Zuvor, im Zeitraum der Erregung, als also alles am Brodeln war, das „rote Tuch“ vor einem geistigen Auge reizte und flatterte… da haben wir es ganz genau so gemeint! Aus der Erregung, dem Zorn, der Wut, der Enttäuschung, der Verletzung, dem Schmerz heraus. Und was sonst da noch alles in der inneren Gemütsküche kocht und wallt.
Wir haben es genau so gemeint… und nicht einen Milimeter anders!
Fühlt doch wirklich offenen und ehrlichen Herzens hinein! Dort werdet Ihr am Grunde dessen, jene Wahrheit erkennen.
Wenn wir also dann im Folgenden selbst erkennen, dass wir uns vergriffen haben in der Wahl unserer Aussagen, Handlungen/Unterlassungen…
…was wäre somit eine viel zutreffendere Artikulation? Was würde – selbst, wenn alles auf vielfach unbewusster Ebene abläuft – kongruenter, authentischer, „wahrer“ wirken?
Wollen wir mal ein kleines Fühl-Experiment machen?
Stellen wir zur Thematik zwei Sätze gegenüber. Lest sie Euch bitte langsam, achtsam durch. Lasst jeden auf Euch wirken, fühlt hinein in Euch.

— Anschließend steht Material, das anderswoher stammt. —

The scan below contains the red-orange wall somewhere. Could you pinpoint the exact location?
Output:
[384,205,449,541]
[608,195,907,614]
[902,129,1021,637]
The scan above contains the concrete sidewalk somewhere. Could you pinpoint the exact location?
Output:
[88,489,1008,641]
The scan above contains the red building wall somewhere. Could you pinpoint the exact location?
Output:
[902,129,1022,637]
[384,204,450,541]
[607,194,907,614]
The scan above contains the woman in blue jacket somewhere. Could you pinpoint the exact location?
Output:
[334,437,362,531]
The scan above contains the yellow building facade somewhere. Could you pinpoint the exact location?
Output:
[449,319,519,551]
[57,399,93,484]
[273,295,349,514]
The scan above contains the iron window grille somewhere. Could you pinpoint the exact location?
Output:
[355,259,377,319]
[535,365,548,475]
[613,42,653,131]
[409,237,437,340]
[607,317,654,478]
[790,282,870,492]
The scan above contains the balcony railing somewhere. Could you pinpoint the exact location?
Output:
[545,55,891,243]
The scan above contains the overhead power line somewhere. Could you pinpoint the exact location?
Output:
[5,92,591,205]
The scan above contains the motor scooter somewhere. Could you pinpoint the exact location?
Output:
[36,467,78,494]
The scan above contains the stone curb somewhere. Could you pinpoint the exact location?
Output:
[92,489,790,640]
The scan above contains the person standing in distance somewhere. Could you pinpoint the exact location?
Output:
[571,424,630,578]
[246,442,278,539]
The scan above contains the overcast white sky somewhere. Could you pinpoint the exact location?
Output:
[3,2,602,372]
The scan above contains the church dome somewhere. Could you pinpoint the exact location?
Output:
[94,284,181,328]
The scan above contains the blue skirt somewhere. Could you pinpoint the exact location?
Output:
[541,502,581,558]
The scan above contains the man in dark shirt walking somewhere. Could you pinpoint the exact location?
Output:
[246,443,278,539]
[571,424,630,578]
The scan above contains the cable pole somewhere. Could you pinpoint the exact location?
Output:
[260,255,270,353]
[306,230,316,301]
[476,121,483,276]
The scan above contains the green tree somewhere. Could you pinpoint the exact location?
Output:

Satz 1: „Es tut mir leid. Ich habe es so nicht gemeint/gewollt!“
Satz 2: „Ich habe zum Zeitpunkt XY Dinge gesagt / Handlungen gesetzt, wo ich jedoch grade so empfunden habe. Ich erkenne jetzt, dass sie … nicht angemessen / unrichtig / überzogen / beleidigend / etc. waren. Darf ich mich hierfür entschuldigen?!“
Wie fühlen sich diese Aussagen für Euch an? Mit welchem fühlt Ihr Euch „wohler“ – was wirkt „echter“, „wahrer“, nachhaltiger?
Bitte nicht verwechseln, dass eine der Aussagen womöglich ungewohnt klingt…!
Dazu jetzt nur mein Eindruck, mein Gefühl, mein Gedankengang… Und ich bitte Euch, den Euren davon nicht beeinflussen zu lassen!
Zum Einen schon einmal die Aussage: „Es tut mir leid“. Zum Anderen „Ich hab es so nicht gemeint/wollt“.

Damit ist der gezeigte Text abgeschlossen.